Argentine sociologist (1934–2021)

Hilda Habichayn (26 February 1934 – 6 May 2021) was an Argentine sociologist and feminist. She founded the Centro de Estudios Históricos sobre las Mujeres (Center for Historical Studies on Women) at the National University of Rosario in 1989 and an academic journal Zona Franca in 1992. The center, later renamed as Centro de Estudios Interdisciplinario sobre las Mujeres (CEIM, Center for Interdisciplinary Studies on Women) offered the first post-graduate degree in women's studies in Latin America from 1993. She served as director of the center and journal until her retirement in 2007.
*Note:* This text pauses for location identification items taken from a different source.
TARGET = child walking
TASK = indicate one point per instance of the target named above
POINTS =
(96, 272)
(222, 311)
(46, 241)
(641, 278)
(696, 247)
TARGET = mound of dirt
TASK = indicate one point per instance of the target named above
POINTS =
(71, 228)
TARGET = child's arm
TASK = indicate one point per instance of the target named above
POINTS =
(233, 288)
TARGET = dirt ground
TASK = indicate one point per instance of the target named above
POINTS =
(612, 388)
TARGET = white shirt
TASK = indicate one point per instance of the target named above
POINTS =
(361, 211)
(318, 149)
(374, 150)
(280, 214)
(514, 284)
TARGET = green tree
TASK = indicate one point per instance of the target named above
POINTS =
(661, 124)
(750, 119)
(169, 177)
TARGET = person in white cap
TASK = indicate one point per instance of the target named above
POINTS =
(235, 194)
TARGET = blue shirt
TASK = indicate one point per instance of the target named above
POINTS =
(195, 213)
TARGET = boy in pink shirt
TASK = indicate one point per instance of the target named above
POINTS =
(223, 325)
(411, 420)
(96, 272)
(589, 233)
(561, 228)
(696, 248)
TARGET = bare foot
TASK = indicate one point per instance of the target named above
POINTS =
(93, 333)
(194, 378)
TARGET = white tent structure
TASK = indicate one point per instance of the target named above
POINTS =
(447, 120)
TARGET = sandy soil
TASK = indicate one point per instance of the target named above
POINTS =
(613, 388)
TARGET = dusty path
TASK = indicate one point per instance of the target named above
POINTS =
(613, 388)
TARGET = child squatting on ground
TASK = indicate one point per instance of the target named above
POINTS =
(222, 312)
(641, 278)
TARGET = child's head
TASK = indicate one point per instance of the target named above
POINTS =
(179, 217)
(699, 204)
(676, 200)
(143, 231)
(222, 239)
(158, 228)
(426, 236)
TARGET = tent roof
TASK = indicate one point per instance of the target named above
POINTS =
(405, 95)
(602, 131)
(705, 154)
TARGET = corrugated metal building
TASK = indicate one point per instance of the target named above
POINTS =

==Early life and education==
Hilda Habichayn was born on 26 February 1934 in Marcelino Escalada, San Justo Department, Santa Fe, Argentina, to Thamine and Jorge Habichayn. She graduated from the Liceo Nacional de Santa Fe (National Lyceum of Santa Fe) in 1951 and went on to study philosophy at the Universidad Nacional del Litoral. After graduating with her bachelor's degree in 1960, Habichayn earned a post-graduate degree from Facultad Latinoamericana de Ciencias Sociales–Chile (FLASCO-Chile, Latin American Faculty of Social Sciences-Chile) in sociology in 1961. Continuing her studies, she completed a master's degree in The Hague, Netherlands, from the International Institute of Social Studies in 1967.

==Career==
Returning to Argentina after her studies abroad, Habichayn was hired to teach sociology at the National University of Rosario, but was fired because of her political left-leaning ideas and unable to work in university settings from the Onganía to the Videla presidencies. She taught at a secondary school in Rosario, Santa Fe from 1968 until 1984. She was one of the founding members of the Asociación Rosarina de Educación Sexual (ARES, Rosarian Association of Sexual Education), organized by Ana María Zeno in 1976. This was the first organization in Argentina to train professionals on contraception, sexuality, and sex education.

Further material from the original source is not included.